Supersonic jet engine flight looks like a roaring success

AN international team developing a new type of supersonic jet engine that has the potential to slash air travel times said yesterday that a test flight looked like a success.

Supersonic jet engine flight looks like a roaring success

Scramjets, also known as supersonic combustion ramjets, can theoretically halve payload weights by only carrying fuel such as liquid hydrogen rather than both the fuel and oxygen carried by traditional rockets. That would significantly cut the cost of launching satellites into space.

Scientists also believe scramjets could one day be used to build aircraft capable of flying from London to Sydney in a few hours, a flight that takes at least 18 hours by passenger jet.

"It will be a couple of weeks to get a realistic first estimate" on the test flight's success, project leader Dr Allan Paull of the University of Queensland, Australia, said. "But it was at least a 95% success."

In yesterday's test at the Woomera rocket-testing range in central Australia, two Terrier Orion Mk-70 rockets blasted the scramjet to an altitude of about 195 miles (314km) before hurtling back to earth.

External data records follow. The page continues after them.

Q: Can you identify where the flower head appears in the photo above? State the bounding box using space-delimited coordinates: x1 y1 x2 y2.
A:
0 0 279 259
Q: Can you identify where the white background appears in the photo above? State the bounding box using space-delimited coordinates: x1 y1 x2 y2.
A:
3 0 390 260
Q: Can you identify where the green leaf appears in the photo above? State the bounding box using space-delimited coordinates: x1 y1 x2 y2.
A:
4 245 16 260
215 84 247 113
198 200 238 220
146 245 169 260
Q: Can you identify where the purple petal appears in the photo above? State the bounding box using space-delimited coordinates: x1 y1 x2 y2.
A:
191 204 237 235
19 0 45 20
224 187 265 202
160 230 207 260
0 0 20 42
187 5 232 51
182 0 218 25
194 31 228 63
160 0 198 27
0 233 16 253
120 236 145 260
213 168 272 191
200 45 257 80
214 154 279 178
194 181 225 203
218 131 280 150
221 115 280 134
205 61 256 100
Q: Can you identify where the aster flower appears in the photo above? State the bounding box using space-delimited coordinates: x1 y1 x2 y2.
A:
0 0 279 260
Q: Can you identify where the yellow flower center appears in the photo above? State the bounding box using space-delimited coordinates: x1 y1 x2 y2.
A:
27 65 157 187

Just seconds before the rockets slammed into the red dust of the central Australian desert after a scheduled 10-minute flight, the scramjet was supposed to kick into action at a speed of some 5,000 mph, said project spokeswoman Jan King.

"As far as we are aware, we certainly got in the right trajectory," said Paull.

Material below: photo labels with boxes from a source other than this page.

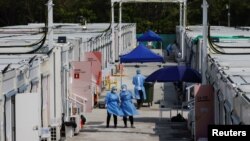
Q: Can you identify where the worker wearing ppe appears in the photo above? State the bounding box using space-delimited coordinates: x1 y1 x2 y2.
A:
133 70 146 109
120 84 138 128
105 87 123 128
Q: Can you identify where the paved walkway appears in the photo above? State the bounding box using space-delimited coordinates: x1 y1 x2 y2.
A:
67 58 191 141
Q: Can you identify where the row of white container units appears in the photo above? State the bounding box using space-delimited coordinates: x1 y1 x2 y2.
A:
177 26 250 139
208 55 250 125
0 24 135 141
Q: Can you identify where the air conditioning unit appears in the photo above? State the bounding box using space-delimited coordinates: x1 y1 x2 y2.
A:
70 115 81 134
40 127 51 141
50 126 60 141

On-board sensors sent flight data back to the researchers on the ground.

"We got everything we wanted, we've just got to analyse the data now but it all seemed to basically work," an excited Paull said.

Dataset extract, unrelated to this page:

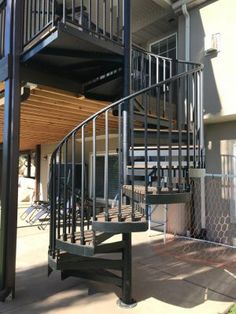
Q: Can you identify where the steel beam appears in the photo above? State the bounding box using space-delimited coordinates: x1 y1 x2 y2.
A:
0 55 12 82
0 0 23 301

He said researchers would probably take up to two weeks analysing data before establishing whether the scramjet worked as they had hoped.

The international consortium launched a test in October but it failed when a rocket carrying the experimental jet veered off course and slammed into the desert.

In a scramjet, oxygen from the atmosphere is rammed into the combustion chamber where it spontaneously ignites, but the engine must travel at about five times the speed of sound for the process to work. Sound travels at 744 mph at sea level.